The RV64X design has a number of novel concepts together with fused unified CPU-GPU ISA, configurable registers for customized knowledge varieties, and user-defined SRAM based mostly micro-code for application-defined customized {hardware} extensions for:
- Customized rasterizer levels
- Ray tracing
- Machine studying
- Laptop imaginative and prescient
The identical design serves each as a stand-alone graphics microcontroller or scalable shader unit, and knowledge codecs assist FPGA-native or ASIC implementations.
Why is there a want for open graphics?
The builders suppose most graphics processors cowl the excessive finish similar to gaming, high-frequency buying and selling, pc imaginative and prescient and machine studying. They imagine the ecosystem lacks a scalable graphics core for extra mainstream purposes for issues like kiosks, billboards, on line casino gaming, toys, robotics, home equipment, wearables, industrial human-machine interfaces, infotainment and automotive gauge clusters. In the meantime, specialty programming languages should be used to program GPU cores for OpenGL, OpenCL, CUDA, DirectCompute and DirectX.
A graphics extension for RISC-V would resolve the scalability and multi-language burdens enabling a better degree of use case innovation.
Subsequent steps
This can be a very early spec, nonetheless in growth and topic to alter based mostly on stakeholder and business enter. The crew will set up a dialogue discussion board. A right away purpose isbuilding a pattern implementation with instruction set simulator, an FPGA implementation utilizing open-source IP and customized IP designed as open-source mission. Demos and benchmarks are being designed. Builders occupied with taking part ought to contract Atif Zafar.
As for the Libre-RISC 3D GPU, the group’s purpose is to design a hybrid CPU, VPU, and GPU. It’s not, as extensively reported, a “devoted unique GPU.” The choice exists to create a stand-alone GPU product. Their major purpose is to design an entire all-in-one processor SoC that occurs to incorporate a Libre-licensed VPU and GPU.
What do we expect?
The inhabitants of GPU suppliers is rising. We now have over a dozen.

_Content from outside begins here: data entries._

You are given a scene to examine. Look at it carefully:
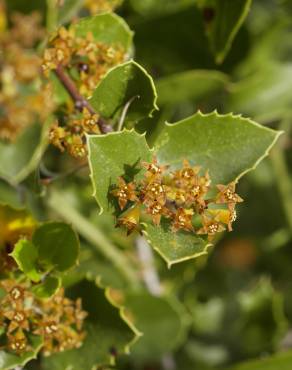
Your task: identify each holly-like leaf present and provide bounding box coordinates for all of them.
[0,204,37,247]
[58,0,84,24]
[32,276,61,299]
[155,112,281,185]
[73,13,133,51]
[226,351,292,370]
[32,222,79,271]
[0,122,49,185]
[88,130,152,213]
[10,239,41,283]
[200,0,252,63]
[155,70,228,105]
[144,222,210,267]
[125,292,187,361]
[42,281,137,370]
[0,335,43,370]
[130,0,196,17]
[90,60,158,125]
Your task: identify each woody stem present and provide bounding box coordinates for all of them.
[54,64,113,134]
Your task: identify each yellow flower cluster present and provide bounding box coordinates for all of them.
[111,158,242,240]
[0,279,87,356]
[84,0,122,14]
[0,6,53,140]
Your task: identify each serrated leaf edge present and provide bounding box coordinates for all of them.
[142,223,213,269]
[88,59,159,117]
[73,12,134,49]
[154,110,284,183]
[86,128,154,215]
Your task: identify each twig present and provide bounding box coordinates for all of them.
[136,237,162,296]
[136,237,176,370]
[54,65,113,134]
[117,95,140,131]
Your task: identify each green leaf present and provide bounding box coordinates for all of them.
[156,70,228,105]
[125,292,187,361]
[135,1,215,75]
[228,62,292,122]
[155,112,281,185]
[72,13,133,51]
[144,222,210,267]
[42,281,137,370]
[10,239,41,283]
[0,335,43,370]
[130,0,196,17]
[90,60,158,125]
[32,276,61,299]
[88,130,152,213]
[0,122,49,185]
[200,0,252,63]
[58,0,84,24]
[228,351,292,370]
[32,222,79,271]
[0,204,37,247]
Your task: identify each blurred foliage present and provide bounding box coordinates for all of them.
[0,0,292,370]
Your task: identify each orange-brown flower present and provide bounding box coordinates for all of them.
[172,208,194,231]
[3,309,29,333]
[117,206,141,235]
[7,329,29,355]
[146,201,172,225]
[216,182,243,208]
[197,215,225,240]
[111,177,138,210]
[141,181,166,205]
[142,157,168,183]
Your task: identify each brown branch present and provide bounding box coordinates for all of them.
[54,65,113,134]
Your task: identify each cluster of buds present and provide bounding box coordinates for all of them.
[0,280,87,356]
[84,0,122,14]
[49,108,100,158]
[43,27,126,97]
[0,6,52,141]
[111,158,243,240]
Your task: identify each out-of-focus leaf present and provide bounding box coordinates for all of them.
[32,276,61,299]
[0,204,37,247]
[88,130,151,212]
[32,222,79,271]
[90,60,158,126]
[199,0,252,63]
[228,63,292,122]
[73,13,133,51]
[156,70,228,105]
[145,222,210,267]
[238,278,288,356]
[155,112,280,184]
[125,292,187,361]
[42,281,137,370]
[10,239,41,282]
[0,122,49,185]
[132,5,215,78]
[0,180,22,208]
[58,0,84,24]
[226,351,292,370]
[130,0,196,17]
[0,335,43,370]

Apple | Libre-RISC-V 3D GPU | Qualcomm |
AMD | Nvidia | RISC-V Graphics |
Arm | Intel | Suppose-Silicon |
DMP | Jingjia Micro | VeriSilcion |
Creativeness Applied sciences |
An utility not listed as a possible consumer of a free, versatile, small GPU contains crypto-currency and mining.
If it’s the purpose of the RISC-V neighborhood to emulate the IP suppliers similar to Arm and Creativeness, then we will anticipate to see DSP, ISP and DP designs. There’s at the very least one Open DSP proposal; maybe it may be introduced into the RISC-V neighborhood.
It can take at the very least two years earlier than any {hardware} implementations emerge. One of the logical candidates for adopting this design is Xilinx, which is now utilizing Arm’s Mali in its Zynq design. We might additionally anticipate to see a number of implementations come out of China.
— Jon Peddie, a pioneer within the graphics business, is president of Jon Peddie Analysis.